Monday, July 22, 2013

A Short History of England

I've been reading G. K. Chesterton's

A Short History of England
. It's not so much a history as some idiosyncratic commentaries on English history from an unconventional point of view. One early comment that got my attention:

...the Romans returned and turned Britain into a Roman province, they continued to display a singular indifference to questions that have excited so many professors. What they cared about was getting and giving in Britain what they had got and given in Gaul. We do not know whether the Britons then, or for that matter the Britons now, were Iberian or Cymric or Teutonic. We do know that in a short time they were Roman.

Chesterton, G. K. (Gilbert Keith) (2012-05-12). A Short History of England (Kindle Locations 93-96). . Kindle Edition.

However the Romans found Britain, they left it Roman, says Chesterton. Of course the same is true of much of the rest of Europe, and was true of much of the Middle East and North Africa. Despite repeated invasions from the barbarians of the North, England, he claimed, retained its roman character.

The English, in turn, made Australia, New Zealand and North America English, and the Spanish and Portuguese did similarly leave Central and South America Latin. France left a smaller footprint, but altogether they spread that new Roman wave to big chunks of the globe.
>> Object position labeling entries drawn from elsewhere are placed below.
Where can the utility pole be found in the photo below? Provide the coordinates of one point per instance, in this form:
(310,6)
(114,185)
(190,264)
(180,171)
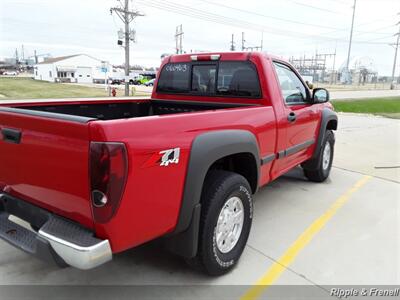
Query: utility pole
(233,43)
(351,39)
(16,56)
(395,57)
(126,17)
(179,39)
(262,41)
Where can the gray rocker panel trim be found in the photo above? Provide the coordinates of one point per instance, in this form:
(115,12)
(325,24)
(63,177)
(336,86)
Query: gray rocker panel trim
(206,149)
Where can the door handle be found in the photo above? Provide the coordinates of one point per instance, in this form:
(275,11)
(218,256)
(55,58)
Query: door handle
(292,117)
(11,135)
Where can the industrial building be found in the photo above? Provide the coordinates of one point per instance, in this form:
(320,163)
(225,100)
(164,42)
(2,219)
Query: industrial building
(79,68)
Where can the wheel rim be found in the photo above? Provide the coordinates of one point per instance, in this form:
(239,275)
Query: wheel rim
(229,224)
(326,157)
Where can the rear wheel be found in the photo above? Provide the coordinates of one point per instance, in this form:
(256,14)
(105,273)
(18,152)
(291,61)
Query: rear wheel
(324,160)
(225,222)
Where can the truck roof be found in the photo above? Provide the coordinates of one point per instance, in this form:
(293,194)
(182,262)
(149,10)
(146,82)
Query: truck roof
(240,55)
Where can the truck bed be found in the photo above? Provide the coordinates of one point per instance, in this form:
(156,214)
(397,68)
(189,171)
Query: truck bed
(122,109)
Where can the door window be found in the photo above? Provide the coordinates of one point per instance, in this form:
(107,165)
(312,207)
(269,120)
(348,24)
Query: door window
(293,90)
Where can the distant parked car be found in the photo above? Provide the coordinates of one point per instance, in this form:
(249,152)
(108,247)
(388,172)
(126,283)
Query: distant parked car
(150,82)
(10,73)
(116,81)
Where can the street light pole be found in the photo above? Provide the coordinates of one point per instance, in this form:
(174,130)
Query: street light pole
(126,17)
(395,58)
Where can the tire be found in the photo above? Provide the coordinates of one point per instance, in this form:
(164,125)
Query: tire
(324,160)
(223,192)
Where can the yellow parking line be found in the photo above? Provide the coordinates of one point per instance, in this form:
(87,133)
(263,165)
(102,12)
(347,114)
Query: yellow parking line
(289,256)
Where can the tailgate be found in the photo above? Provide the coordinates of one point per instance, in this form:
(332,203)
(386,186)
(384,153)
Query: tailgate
(44,160)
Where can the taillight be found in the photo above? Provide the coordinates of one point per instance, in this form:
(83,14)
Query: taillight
(108,172)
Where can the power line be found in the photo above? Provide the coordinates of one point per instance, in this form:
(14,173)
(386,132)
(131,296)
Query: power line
(216,18)
(315,7)
(351,36)
(267,16)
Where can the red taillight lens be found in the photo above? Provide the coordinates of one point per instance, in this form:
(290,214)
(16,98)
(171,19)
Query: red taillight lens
(108,172)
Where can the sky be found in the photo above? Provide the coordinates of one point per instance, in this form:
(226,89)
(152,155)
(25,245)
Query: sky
(288,27)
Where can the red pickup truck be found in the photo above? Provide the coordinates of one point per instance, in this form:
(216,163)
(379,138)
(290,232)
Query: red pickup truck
(94,178)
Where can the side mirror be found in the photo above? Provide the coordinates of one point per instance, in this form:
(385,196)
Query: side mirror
(320,95)
(310,85)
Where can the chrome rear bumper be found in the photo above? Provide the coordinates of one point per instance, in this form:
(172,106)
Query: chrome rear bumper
(65,242)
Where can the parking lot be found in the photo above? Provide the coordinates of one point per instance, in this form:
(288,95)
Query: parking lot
(341,232)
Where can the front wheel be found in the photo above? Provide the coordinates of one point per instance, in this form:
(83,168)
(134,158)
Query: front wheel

The notable exception among the occupied is India.

Ten thousand plus years of separation had left the Aztec and Inca empires lacking in sufficient immunity to resist Eurasian diseases, and sufficient societal resources to resist Spanish civilization. India had thousands of years of contact with the West, and plenty of experience with their germs and Ideas, but even so appears to have been greatly transformed. The project of MacCaulay and his allies to make India English fell well short of success, but the imprint is unmistakable in its institutions and even language. India has far more English speakers than Britain, Canada, and Australia combined - though mostly as a second language, and that fact has played a key role in India's emergence as a modern technological country.